Precedenti ricerche hanno esaminato la diffusione dell’agricoltura in tutta Europa. Si sa però poco delle società di cacciatori-raccoglitori che vivevano nel continente all’inizio del periodo dell’Olocene, da circa 12.000 anni fa. Le società di cacciatori-raccoglitori in Europa facevano affidamento sulla caccia, il foraggiamento e la pesca per la sussistenza. Hanno lasciato una documentazione archeologica relativamente scarsa rispetto alle prime società agricole.

Lo studio

Rowan McLaughlin e colleghi hanno analizzato i resti di 1.226 vasi di ceramica provenienti da 156 siti di cacciatori-raccoglitori in Europa orientale e Russia. Hanno combinato la datazione al radiocarbonio, insieme ai dati sulla forma e la decorazione dei vasi in ceramica, e le analisi dei residui organici trovati all’interno dei vasi. Le loro scoperte suggeriscono che la diffusione della ceramica avvenne relativamente rapidamente verso ovest dal 5900 a.C. in poi. Inoltre, impiegò solo 300-400 anni per avanzare di oltre 3.000 km (o fino a 250 km in una singola generazione). L’analisi delle forme e della decorazione della ceramica suggerisce che si è diffuso attraverso un processo di trasmissione culturale.
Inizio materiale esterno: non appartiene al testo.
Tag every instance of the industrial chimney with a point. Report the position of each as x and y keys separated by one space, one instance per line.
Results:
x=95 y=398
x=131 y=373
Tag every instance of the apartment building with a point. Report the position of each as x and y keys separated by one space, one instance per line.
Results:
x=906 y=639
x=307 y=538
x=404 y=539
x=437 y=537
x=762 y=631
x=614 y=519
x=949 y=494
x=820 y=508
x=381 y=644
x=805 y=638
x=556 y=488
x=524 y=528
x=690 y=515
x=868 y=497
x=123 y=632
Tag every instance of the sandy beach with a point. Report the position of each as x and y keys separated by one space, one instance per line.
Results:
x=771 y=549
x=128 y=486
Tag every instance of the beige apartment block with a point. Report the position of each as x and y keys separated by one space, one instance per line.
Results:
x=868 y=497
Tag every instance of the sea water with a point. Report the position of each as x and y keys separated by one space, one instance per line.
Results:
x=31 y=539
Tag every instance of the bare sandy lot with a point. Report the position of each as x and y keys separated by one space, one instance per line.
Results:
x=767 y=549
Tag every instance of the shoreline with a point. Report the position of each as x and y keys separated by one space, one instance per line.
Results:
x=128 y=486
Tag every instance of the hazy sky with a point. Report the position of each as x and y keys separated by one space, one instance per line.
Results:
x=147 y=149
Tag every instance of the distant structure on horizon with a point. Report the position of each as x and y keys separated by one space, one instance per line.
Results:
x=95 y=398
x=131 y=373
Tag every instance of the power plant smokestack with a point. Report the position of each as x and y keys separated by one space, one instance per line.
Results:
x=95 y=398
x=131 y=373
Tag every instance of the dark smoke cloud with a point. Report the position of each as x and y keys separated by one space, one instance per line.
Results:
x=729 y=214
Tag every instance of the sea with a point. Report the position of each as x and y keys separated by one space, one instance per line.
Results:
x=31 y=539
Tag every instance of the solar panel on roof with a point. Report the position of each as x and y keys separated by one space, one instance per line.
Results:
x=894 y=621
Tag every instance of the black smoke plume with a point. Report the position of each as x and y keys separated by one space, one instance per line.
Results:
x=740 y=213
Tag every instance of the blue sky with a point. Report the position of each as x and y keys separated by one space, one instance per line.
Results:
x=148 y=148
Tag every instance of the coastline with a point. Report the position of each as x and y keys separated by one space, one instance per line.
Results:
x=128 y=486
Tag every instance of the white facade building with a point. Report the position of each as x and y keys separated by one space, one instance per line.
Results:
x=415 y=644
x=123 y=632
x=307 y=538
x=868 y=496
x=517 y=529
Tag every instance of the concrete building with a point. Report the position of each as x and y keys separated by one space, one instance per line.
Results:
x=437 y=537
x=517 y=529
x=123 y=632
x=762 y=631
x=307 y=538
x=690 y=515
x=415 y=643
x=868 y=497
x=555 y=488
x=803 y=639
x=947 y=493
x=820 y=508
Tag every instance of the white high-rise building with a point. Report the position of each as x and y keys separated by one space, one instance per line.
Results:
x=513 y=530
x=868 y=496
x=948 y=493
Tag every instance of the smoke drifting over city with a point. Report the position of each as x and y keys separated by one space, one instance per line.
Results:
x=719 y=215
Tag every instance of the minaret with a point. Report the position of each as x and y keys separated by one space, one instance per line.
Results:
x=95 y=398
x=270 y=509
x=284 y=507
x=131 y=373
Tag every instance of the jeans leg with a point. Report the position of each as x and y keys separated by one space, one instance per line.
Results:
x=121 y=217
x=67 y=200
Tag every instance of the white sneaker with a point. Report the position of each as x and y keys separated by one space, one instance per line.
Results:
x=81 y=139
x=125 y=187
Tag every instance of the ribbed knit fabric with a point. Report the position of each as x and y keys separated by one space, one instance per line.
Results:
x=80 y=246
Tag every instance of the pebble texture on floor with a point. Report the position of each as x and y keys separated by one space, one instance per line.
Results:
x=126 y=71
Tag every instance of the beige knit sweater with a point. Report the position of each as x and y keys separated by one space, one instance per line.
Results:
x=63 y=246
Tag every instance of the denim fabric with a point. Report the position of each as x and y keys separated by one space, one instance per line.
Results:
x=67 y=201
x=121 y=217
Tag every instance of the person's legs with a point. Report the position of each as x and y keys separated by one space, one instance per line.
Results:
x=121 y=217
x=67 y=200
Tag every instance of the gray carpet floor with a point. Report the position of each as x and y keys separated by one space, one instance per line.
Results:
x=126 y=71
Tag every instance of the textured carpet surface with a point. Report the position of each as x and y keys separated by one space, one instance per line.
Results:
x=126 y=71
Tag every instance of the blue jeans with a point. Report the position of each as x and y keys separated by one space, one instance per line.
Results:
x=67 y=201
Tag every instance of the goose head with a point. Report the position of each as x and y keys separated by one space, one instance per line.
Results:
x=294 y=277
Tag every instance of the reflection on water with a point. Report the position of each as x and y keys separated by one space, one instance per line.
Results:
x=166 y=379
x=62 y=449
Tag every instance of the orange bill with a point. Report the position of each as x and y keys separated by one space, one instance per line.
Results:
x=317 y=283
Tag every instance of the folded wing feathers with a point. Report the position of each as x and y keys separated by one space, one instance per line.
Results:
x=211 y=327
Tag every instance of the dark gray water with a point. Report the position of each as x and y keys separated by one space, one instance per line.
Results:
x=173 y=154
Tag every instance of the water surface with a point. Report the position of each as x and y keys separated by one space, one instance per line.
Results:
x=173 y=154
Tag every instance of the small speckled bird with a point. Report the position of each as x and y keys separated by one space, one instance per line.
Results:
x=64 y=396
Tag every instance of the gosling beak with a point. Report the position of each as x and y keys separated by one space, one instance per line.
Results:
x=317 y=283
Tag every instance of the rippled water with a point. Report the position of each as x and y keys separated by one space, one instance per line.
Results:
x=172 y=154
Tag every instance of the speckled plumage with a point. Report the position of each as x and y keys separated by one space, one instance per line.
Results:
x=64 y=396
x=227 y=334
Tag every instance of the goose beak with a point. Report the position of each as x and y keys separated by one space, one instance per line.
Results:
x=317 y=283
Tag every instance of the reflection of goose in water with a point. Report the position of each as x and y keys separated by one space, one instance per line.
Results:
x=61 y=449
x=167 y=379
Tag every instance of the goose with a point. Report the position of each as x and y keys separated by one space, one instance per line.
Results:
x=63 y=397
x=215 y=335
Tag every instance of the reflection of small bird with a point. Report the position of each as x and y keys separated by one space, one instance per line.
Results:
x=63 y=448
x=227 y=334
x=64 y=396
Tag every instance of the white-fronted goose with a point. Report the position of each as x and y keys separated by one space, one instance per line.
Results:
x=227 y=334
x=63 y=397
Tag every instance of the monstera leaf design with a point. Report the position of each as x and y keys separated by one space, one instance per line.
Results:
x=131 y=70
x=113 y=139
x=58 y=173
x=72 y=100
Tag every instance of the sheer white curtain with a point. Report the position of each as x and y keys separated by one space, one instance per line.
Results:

Le correlazioni tra le proprietà dei vasi e il modo in cui sono stati utilizzati potrebbero riflettere le tradizioni sociali ereditate dalle successive generazioni di cacciatori-raccoglitori.

Inoltre, gli autori trovano prove che le ceramiche sono state utilizzate per cucinare una vasta gamma di cibi. Questo suggerisce che l’adozione della ceramica non è stata guidata da specifiche pressioni economiche o ambientali.

Gli autori notano che le prove della ceramica sono limitate dalla variabilità nella sopravvivenza dei manufatti archeologici. Sono dunque necessarie ulteriori ricerche per aiutare la comprensione della natura interconnessa di queste comunità.